Inhibition of platelet-vessel wall interaction. Platelet receptors, monoclonal antibodies, and synthetic peptides.

Platelet adhesion to blood vessel walls and subsequent aggregation require binding of von Willebrand factor to glycoprotein receptors on the platelet cell membrane. Consequently, inhibition of binding to these glycoproteins by monoclonal antibodies or synthetic peptides could provide a useful approach to the treatment of thrombotic conditions. Most of the studies that have used this approach have focused on glycoprotein IIb/IIIa, which is a multispecific receptor that binds von Willebrand factor, fibrinogen, fibronectin, and vitronectin, all of which are involved in cell adhesion.

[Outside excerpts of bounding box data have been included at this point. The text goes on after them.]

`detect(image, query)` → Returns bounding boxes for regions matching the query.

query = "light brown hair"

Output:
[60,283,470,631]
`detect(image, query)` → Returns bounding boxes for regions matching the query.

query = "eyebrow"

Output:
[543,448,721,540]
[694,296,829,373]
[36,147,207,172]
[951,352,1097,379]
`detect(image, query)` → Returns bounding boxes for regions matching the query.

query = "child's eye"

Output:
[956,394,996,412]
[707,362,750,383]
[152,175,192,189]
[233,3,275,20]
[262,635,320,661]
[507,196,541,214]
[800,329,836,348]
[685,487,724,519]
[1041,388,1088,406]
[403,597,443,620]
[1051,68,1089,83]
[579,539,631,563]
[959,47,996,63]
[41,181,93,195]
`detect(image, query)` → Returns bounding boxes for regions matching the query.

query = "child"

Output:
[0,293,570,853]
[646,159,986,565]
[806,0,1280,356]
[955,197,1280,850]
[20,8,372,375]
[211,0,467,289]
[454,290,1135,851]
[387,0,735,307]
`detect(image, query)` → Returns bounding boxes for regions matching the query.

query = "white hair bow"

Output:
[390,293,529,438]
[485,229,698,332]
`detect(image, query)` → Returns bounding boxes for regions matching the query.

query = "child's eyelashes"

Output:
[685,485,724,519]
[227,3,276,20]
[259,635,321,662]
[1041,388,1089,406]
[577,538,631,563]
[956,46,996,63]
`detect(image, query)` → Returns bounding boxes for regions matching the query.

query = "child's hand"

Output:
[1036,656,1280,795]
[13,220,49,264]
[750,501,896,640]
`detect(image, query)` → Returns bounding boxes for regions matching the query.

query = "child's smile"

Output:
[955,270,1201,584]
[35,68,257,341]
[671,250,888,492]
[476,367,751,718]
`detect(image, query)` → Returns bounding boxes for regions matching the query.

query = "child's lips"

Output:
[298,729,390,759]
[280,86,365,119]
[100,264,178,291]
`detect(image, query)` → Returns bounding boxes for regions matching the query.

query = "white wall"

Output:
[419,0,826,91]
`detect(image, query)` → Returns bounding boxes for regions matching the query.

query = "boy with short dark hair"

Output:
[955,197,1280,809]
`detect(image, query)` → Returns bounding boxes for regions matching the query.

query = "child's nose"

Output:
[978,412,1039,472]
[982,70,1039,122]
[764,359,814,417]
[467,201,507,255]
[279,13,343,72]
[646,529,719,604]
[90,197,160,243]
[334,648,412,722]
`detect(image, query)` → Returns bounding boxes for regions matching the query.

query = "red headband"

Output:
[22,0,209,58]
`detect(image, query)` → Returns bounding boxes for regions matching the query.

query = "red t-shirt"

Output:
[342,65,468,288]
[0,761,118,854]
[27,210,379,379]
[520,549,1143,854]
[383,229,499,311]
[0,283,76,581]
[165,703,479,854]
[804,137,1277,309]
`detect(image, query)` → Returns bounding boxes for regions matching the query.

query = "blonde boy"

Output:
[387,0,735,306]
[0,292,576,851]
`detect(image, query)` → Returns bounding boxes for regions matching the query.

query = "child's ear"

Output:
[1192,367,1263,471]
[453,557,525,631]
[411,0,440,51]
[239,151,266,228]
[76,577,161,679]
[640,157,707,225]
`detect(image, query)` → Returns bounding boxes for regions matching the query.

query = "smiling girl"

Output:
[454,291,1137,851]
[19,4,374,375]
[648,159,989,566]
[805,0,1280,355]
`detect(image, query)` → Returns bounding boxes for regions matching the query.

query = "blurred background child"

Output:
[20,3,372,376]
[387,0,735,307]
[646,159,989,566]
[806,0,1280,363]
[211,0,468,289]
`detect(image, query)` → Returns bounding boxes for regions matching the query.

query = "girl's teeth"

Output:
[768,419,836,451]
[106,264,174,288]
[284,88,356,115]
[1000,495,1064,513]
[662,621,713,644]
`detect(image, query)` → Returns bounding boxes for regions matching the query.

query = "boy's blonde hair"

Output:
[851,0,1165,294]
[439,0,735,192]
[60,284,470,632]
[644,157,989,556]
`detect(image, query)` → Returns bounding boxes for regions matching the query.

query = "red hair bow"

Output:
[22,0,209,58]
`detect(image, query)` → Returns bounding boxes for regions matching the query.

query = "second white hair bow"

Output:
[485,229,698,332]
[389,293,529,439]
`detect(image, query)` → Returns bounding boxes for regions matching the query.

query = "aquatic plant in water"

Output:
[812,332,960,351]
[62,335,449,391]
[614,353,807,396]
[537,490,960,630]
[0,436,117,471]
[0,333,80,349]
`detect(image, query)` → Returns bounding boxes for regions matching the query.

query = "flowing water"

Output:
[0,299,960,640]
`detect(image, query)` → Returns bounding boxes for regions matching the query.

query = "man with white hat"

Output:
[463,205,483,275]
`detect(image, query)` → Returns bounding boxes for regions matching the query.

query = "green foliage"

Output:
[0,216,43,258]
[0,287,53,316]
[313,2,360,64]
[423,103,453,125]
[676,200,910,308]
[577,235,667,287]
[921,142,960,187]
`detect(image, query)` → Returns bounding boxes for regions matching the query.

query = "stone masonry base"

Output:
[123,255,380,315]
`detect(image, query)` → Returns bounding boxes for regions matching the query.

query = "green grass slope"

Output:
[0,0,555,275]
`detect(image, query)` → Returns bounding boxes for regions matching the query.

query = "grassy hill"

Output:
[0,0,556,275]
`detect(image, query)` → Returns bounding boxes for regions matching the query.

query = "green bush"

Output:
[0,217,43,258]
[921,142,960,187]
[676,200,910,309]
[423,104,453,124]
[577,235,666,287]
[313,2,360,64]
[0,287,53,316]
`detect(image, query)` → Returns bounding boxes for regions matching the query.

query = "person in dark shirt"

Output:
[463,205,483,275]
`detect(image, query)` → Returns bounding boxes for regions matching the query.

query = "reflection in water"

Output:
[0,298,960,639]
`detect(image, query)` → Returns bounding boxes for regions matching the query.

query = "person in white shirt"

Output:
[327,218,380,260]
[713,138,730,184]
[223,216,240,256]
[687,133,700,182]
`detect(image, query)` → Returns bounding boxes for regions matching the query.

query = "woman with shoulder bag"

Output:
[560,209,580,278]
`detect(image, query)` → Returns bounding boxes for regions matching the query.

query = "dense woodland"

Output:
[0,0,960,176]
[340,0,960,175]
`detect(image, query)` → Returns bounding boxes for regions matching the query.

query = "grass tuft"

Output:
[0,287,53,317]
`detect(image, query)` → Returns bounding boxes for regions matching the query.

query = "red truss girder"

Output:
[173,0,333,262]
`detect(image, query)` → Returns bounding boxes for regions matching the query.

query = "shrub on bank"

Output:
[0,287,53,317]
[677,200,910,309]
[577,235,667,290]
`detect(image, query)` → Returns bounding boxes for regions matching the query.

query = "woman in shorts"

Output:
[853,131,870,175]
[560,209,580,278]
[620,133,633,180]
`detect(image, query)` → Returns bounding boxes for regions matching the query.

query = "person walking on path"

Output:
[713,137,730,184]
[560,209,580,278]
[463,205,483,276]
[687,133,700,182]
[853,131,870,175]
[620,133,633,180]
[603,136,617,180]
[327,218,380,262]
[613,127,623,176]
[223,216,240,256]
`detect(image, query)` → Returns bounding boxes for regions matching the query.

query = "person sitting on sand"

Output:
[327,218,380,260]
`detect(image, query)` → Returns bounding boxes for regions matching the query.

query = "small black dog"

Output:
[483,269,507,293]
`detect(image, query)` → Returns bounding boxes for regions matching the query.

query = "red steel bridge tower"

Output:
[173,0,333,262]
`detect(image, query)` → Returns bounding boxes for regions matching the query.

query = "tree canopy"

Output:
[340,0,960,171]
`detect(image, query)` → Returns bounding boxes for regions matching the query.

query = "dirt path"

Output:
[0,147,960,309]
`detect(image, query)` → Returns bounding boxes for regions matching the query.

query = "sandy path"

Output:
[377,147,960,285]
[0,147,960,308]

In animal studies, monoclonal antibodies raised against glycoprotein IIb/IIIa cause an increase in bleeding time, indicative of impaired platelet function, and there is some evidence that these antibodies are more effective at reducing platelet adhesion than anticoagulants or thromboxane synthase inhibitors. Furthermore, as glycoprotein IIb/IIIa binds several proteins involved in cell adhesion, many of which bear the amino acid sequence Arg-Gly-Asp, it may be possible to prevent thrombus formation by the use of synthetic peptides containing this sequence.